Right now, a lot of this stuff just comes from the United States of China, off the shelf. They’re gonna have to build that themselves. But the Ukrainians have shown, with a relatively strict budget on a tight timetable while under air assault, you could actually make a lot happen. So if you start doing this in, say, Belgium, while you’re in a very different security situation with a lot more money, that you can throw these problems. 

But perhaps the best advantage that you have of working with Ukraine? Well, there’s two of them. Number one. This is where the things are going to be used. And every drone that is used in Ukraine against the Russians is one that doesn’t have to be used in Germany, against the Russians. That provides you a lot more flexibility. Not to mention an amazing testbed. 

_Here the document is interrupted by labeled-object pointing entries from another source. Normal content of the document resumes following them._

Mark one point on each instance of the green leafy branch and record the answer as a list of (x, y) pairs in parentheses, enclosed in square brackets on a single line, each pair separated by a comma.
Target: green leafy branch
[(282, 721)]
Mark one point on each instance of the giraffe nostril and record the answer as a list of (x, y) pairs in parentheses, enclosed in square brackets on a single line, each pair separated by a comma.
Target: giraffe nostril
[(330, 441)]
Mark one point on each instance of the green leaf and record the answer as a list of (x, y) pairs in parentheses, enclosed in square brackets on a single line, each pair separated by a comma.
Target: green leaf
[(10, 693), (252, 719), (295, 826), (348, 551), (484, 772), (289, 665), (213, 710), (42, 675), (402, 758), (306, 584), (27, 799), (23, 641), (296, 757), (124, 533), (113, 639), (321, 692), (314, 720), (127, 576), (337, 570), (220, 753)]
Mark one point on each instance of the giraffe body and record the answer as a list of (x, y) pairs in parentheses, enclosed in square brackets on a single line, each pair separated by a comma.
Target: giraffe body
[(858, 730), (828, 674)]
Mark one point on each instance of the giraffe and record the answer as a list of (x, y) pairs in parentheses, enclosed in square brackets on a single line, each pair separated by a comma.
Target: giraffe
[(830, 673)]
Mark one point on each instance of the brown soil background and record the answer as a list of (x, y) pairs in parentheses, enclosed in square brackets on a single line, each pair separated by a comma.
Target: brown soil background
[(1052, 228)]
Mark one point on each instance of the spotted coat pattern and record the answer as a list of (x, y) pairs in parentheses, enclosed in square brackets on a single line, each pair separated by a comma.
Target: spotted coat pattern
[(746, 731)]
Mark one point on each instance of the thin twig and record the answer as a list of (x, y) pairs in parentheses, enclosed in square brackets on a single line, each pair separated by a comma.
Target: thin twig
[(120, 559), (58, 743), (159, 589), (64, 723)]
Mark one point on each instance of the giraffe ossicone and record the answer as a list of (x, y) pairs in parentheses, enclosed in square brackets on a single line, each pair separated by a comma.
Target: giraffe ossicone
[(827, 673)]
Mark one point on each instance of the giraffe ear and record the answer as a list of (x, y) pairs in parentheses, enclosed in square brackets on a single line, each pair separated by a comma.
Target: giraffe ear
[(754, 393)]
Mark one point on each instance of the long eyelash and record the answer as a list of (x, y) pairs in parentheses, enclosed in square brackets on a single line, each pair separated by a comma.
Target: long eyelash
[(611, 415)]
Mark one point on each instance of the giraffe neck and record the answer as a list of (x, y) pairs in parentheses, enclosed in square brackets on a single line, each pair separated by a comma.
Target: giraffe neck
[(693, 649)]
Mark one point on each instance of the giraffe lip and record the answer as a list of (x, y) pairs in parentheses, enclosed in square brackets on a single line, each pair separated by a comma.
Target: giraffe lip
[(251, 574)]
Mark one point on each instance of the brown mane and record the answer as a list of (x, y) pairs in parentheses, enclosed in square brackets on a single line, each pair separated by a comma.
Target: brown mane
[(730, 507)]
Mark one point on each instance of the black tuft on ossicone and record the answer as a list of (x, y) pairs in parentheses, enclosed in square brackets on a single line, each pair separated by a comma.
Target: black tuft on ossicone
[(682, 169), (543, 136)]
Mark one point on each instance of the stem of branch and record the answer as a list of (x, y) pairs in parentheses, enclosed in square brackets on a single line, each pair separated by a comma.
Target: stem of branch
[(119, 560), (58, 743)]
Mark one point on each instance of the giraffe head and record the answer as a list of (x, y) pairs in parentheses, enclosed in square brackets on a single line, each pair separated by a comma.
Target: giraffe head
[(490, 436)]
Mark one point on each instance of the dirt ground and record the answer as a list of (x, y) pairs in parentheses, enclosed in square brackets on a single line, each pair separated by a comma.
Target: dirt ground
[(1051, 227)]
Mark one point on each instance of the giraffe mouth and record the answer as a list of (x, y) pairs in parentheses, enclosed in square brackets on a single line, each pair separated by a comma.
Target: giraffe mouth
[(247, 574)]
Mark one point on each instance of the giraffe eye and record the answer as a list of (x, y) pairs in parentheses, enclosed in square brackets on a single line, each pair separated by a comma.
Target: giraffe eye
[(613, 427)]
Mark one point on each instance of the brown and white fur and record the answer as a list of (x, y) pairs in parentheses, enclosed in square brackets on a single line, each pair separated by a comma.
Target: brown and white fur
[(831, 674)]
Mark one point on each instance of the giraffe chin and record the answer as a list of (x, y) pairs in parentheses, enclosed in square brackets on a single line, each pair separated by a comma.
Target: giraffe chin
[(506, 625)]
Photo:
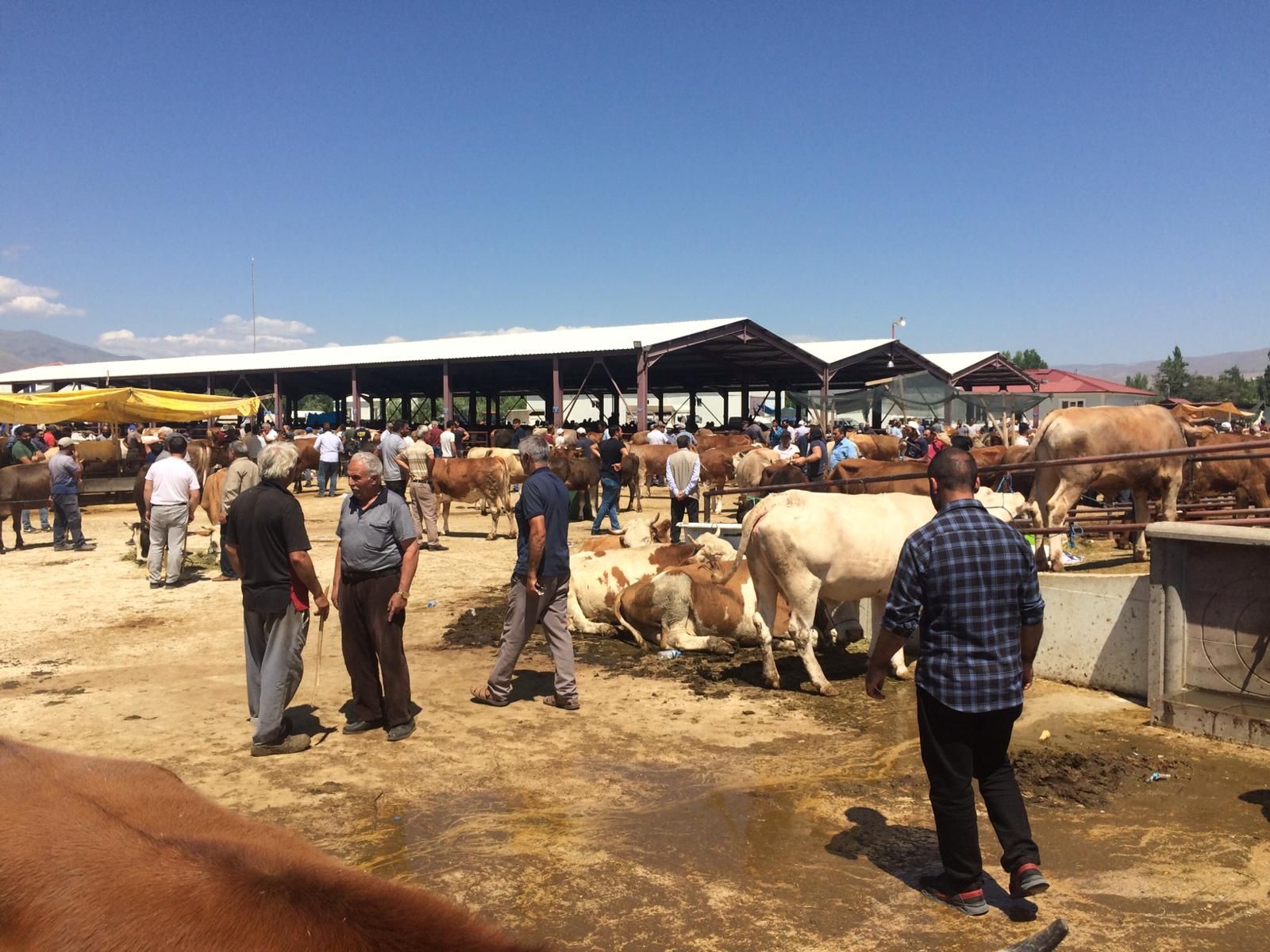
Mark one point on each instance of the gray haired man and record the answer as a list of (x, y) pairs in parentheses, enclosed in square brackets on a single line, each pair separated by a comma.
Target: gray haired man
[(540, 583), (268, 549)]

But second. The Ukrainians have promised to fully share all of their drone technology with any country that is willing to put boots on the ground in Ukraine, either as part of a peace agreement, as for on training, or to fight the Russians directly, and for the Europeans who are watching the Americans exit stage right. That’s a really attractive offer. 

Now, will this work? Revolutions and military affairs caused by changes in technology. These are tricky things. You don’t know what’s going to work until it comes up against its equivalent on the other side and up against legacy systems on the other side. 

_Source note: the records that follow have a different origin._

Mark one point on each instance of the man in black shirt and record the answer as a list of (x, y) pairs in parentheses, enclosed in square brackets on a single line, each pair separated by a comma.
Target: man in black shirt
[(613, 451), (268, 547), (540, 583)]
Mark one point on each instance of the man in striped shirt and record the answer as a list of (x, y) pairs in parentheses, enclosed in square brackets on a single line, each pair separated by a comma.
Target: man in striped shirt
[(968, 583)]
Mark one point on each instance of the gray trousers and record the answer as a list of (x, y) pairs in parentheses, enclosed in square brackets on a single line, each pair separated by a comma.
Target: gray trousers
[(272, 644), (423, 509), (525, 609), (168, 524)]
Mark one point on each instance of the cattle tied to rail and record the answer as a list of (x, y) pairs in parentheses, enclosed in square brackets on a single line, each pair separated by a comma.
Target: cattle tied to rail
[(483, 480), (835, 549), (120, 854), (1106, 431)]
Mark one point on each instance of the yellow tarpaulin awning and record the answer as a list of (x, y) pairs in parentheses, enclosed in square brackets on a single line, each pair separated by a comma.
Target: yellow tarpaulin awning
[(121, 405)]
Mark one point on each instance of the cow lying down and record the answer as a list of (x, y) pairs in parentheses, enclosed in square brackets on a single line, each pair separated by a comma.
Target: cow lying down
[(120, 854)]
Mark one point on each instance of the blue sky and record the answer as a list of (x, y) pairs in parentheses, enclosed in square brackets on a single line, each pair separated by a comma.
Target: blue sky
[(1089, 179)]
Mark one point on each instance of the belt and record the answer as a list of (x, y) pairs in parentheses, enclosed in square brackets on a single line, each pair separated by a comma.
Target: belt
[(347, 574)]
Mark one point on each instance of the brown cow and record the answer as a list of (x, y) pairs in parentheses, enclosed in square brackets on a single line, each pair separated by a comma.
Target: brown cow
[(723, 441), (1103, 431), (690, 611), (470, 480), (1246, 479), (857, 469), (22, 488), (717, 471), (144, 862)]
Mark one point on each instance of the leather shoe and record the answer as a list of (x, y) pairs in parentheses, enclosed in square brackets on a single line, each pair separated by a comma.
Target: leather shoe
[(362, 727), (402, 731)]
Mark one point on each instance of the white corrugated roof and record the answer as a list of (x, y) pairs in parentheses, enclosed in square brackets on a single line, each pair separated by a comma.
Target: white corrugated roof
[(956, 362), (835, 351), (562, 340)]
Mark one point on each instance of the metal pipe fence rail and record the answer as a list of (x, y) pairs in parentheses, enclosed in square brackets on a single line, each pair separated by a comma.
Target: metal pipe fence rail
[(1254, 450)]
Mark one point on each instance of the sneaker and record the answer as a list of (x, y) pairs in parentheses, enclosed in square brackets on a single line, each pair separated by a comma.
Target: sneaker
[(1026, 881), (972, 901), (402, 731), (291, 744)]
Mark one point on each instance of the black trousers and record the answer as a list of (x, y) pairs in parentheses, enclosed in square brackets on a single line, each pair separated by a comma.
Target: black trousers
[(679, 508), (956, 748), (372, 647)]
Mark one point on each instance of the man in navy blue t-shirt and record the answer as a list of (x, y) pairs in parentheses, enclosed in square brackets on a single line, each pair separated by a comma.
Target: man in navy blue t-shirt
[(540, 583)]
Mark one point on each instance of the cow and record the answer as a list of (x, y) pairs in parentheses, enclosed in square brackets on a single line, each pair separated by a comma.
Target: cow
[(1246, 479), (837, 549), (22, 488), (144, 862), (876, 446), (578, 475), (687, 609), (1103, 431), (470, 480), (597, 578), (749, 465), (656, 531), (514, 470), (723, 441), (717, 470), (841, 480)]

the determining technology that I have identified at the moment. And keep in mind that, you know, anyone who makes these guesses is just that. 

It’s just a guess. It’s jamming. Because if you can prevent the drones from functioning, then they really can’t target anything. Now again, the Ukrainians have become the world leaders in electronic jamming technologies and the most expensive jammer they build right now is only $5 million. That’s like 1/20. The cost of what comes out of the United States. And the Ukrainian system is far, far, far superior. 

The American systems really can’t jam drones at scale. So you basically get the Europeans looking to bankroll Ukraine’s military industry with the hope of copying and advancing as much of it as possible as part of Europe’s own defense matters. Now, this doesn’t solve everything. They’re still gonna have to figure out infantry. They’re still gonna have to decide if they’re even going to have a navy. 

And at the end of the day, there are certain missions that you need manned aircraft for that drones can’t do. But that is today. If you had told me three years ago there’d be something called a rocket drone with a range of almost a thousand miles that was basically immune to jamming. I would have laughed at you. But necessity, invention, all that good stuff. The Europeans are operating under necessities lash.